Spinal cord injury (SCI) leads to vascular damage and disruption of blood-spinal cord barrier which participates in secondary nerve injury. Epidermal growth factor (EGF) is an endogenous protein which regulates cell proliferation, growth and differention. Previous studies reported that EGF exerts neuroprotective effect in spinal cord after SCI. However, the molecular mechanisms underlying EGFmediated protection in different regions of nervous system have not shown yet. In this study, we aimed to examine possible anti-apoptotic and protective roles of EGF not only in spinal cord but also in brain following SCI. Twenty-eight adult rats were divided into four groups of seven animals each as follows: sham, trauma (SCI), SCI + EGF and SCI + methylprednisolone (MP) groups. The functional neurological deficits due to the SCI were assessed by behavioral analysis using the Basso, Beattie and Bresnahan (BBB) open-field locomotor test. The alterations in pro-/anti-apoptotic protein levels and antioxidant enzyme activities were measured in spinal cord and frontal cortex. In our study, EGF promoted locomotor recovery and motor neuron survival of SCI rats.
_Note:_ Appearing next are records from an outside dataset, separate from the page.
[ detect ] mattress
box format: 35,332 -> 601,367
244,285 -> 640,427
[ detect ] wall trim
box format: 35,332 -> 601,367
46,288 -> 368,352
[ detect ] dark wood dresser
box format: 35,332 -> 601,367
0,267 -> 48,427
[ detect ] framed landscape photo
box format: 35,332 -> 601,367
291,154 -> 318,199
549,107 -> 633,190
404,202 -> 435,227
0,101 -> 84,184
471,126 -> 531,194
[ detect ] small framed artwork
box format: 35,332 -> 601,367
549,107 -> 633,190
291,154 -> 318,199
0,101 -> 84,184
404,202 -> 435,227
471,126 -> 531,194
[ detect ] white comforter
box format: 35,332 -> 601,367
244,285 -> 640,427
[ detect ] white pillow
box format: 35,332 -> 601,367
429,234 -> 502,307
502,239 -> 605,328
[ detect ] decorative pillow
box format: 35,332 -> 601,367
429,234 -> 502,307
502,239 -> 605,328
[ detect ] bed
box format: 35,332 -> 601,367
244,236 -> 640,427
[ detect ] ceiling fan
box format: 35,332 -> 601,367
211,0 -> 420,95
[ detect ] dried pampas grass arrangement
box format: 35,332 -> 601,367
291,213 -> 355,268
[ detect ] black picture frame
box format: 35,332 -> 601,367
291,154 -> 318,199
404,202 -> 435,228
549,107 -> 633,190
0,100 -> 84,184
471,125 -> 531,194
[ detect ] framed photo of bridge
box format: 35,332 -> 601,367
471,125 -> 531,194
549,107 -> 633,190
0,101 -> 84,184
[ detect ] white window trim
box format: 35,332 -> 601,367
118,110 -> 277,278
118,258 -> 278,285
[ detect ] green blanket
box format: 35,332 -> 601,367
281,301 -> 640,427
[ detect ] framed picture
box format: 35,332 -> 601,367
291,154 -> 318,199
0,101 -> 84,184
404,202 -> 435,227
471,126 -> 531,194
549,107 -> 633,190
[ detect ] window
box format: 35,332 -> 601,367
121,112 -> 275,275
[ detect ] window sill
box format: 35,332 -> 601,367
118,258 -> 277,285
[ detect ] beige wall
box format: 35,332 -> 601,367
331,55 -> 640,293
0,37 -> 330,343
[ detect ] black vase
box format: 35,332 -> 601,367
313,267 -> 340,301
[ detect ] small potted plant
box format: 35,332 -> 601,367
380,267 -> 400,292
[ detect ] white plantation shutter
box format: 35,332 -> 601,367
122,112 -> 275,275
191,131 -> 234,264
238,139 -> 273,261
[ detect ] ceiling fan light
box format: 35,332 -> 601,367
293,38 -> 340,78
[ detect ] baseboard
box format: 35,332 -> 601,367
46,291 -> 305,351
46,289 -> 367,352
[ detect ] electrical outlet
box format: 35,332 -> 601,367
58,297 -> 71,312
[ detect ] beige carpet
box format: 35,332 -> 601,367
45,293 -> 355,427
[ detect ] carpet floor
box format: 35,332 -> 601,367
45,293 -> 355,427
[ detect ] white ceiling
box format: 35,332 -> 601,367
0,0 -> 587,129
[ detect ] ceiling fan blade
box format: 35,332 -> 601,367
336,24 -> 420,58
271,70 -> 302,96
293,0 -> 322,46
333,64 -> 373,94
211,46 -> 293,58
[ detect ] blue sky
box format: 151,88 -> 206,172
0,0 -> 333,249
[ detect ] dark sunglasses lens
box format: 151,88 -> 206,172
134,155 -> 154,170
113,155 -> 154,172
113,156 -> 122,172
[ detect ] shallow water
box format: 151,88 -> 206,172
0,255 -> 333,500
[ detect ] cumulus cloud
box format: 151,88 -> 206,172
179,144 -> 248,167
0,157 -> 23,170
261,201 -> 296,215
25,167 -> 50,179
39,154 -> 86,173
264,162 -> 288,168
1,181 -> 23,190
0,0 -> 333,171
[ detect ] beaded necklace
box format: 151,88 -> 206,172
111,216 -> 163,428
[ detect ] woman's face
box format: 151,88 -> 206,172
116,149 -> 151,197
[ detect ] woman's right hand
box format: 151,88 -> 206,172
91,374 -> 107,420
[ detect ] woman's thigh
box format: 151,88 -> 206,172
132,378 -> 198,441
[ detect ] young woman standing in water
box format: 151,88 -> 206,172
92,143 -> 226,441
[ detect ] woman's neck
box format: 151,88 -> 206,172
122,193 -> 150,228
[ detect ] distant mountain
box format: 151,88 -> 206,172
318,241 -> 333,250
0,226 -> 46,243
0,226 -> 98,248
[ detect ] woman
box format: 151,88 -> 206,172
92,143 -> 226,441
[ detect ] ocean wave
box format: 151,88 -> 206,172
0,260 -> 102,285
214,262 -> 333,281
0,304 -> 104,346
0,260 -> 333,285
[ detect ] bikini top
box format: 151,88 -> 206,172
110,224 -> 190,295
EGF treatment significantly decreased Bax and increased Bcl-2 protein expressions both in spinal cord and brain when compared to SCI group. Moreover, antioxidant enzyme activities including catalase, superoxide dismutase (SOD) and glutathione peroxidase (GPx) were increased following EGF treatment similar to MP treatment. Our experiment also suggests that alteration of the ratio of Bcl-2 to Bax may result from decreased apoptosis following EGF treatment. As a conclusion, these results show, for the first time, that administration of EGF exerts its protection via regulating apoptotic and oxidative pathways in response to spinal cord injury in different regions of central nervous system.